Invasive Species Compendium

Detailed coverage of invasive species threatening livelihoods and the environment worldwide

Abstract

Environmental conditions differently affect the wing size and shape of two blow fly species (Calliphoridae) of forensic importance in the Brazilian tropical ecosystems.

Abstract

Environmental pressures challenge the survivorship of wildlife, and adaptive ability is key to their success and establishment. However, it remains unclear how changes in environmental conditions affect the phenotypic plasticity of some species.
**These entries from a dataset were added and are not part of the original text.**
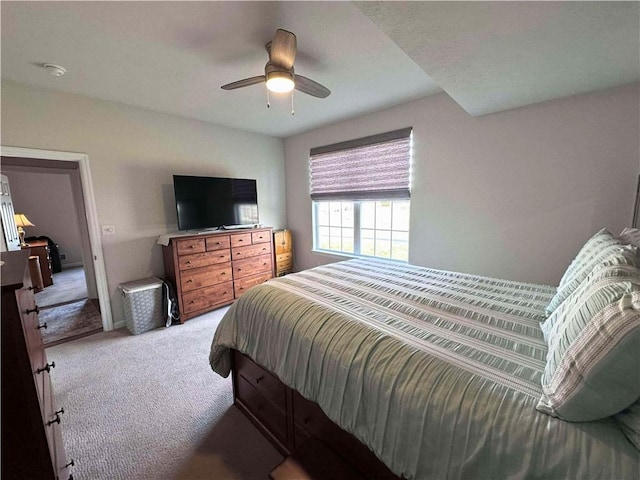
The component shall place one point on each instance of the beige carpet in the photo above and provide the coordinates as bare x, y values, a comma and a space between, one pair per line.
70, 320
149, 407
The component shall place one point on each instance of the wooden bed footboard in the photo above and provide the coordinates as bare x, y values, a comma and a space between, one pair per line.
288, 419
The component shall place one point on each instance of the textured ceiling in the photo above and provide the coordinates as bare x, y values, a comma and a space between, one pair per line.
172, 57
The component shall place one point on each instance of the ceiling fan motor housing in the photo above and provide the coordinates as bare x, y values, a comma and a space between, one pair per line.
279, 79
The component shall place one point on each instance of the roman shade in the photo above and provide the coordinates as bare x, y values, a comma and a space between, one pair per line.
370, 168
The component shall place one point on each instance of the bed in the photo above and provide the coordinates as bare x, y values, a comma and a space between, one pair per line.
437, 373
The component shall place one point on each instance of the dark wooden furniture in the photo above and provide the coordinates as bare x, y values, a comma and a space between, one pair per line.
289, 420
283, 248
32, 445
36, 273
40, 248
213, 269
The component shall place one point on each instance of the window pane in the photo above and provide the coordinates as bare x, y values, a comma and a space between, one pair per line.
401, 215
322, 213
347, 240
335, 214
368, 214
383, 215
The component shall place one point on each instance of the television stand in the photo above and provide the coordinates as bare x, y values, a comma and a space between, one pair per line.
238, 227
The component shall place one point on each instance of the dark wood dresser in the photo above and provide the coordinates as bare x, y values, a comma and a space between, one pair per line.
40, 248
32, 445
213, 269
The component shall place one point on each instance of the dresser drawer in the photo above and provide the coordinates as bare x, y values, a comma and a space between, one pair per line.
274, 418
244, 284
238, 253
218, 242
191, 245
207, 297
196, 260
260, 237
251, 266
204, 277
240, 239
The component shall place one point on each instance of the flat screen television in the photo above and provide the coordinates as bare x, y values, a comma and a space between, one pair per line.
213, 202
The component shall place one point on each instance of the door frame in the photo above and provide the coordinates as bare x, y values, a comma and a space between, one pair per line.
90, 214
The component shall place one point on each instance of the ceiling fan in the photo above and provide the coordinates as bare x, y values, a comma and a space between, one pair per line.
278, 72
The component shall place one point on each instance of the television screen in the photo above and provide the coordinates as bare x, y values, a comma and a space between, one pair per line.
213, 202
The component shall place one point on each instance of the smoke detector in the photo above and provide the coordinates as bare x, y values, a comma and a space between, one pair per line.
55, 70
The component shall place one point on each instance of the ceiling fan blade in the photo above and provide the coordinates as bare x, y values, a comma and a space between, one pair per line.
282, 51
310, 87
243, 83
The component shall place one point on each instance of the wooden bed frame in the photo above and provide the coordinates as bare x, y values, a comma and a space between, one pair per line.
287, 419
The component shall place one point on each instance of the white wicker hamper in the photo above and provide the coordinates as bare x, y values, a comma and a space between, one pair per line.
142, 303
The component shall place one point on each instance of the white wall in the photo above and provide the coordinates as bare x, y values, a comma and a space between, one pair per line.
133, 154
511, 195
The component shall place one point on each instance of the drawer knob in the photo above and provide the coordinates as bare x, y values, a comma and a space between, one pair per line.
47, 368
57, 419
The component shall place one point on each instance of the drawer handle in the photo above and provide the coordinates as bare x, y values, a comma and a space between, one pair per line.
57, 419
47, 368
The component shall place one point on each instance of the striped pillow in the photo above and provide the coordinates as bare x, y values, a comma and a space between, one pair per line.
603, 247
610, 256
593, 363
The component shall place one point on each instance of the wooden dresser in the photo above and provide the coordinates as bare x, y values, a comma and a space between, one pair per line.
31, 437
283, 247
213, 269
40, 248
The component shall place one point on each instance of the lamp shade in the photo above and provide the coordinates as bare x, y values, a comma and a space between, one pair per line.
22, 220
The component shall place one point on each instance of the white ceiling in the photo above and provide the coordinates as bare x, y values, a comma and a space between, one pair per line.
173, 57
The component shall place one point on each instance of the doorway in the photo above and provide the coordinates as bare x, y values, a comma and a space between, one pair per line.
89, 273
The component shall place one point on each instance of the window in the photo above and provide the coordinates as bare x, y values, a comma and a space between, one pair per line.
360, 192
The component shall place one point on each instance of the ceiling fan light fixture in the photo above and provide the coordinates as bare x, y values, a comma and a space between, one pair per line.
280, 82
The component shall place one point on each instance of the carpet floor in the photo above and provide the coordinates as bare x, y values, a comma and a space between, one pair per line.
149, 407
70, 320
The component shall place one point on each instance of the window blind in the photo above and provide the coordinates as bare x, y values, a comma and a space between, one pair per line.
370, 168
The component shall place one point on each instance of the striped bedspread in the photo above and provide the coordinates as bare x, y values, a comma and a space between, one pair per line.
437, 372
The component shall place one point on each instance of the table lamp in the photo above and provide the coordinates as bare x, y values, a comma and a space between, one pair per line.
22, 221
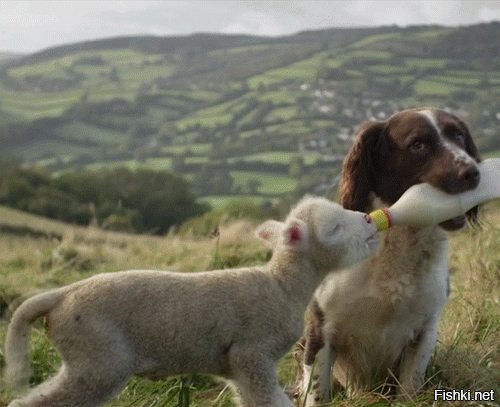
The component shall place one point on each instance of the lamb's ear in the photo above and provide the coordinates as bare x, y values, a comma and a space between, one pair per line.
296, 235
270, 231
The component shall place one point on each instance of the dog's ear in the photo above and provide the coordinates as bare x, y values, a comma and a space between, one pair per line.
296, 235
359, 166
270, 231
Studies that consider the effect of the environment (e.g., climate changes) on species morphology are essential to better understand his potential resilience. Thus, Diptera species appear as an excellent model. Here we investigated the effect of environmental conditions on wing size and shape within and between one native and one invasive blowfly species populations, along an ecoregional gradient in Brazil. For native species, wing size was affected by almost all environmental variables, while wing shape was unaffected. For invasive species, humidity best explained both wing size and wing shape variation. Our results show a differentiation between populations for both species, but a transversal comparison reveals that invasive species do not seem to be affected in the same way as the native species by climatic variations in the field. Temperature and humidity are the most significant environmental variables associated with differences in wing size and shape for invasive species, indicating an elevated climate tolerance of this species, which may be associated with its invasive characteristics and adaptive potential. Thus, our findings shed light on the importance of assessing the individual and compound effect of environmental variation and biological invasion on the adaptation of native species, since it is expected to increase 3°C with a 20% overall reduction in the amount of rainfall in the tropical region of Brazil by 2100.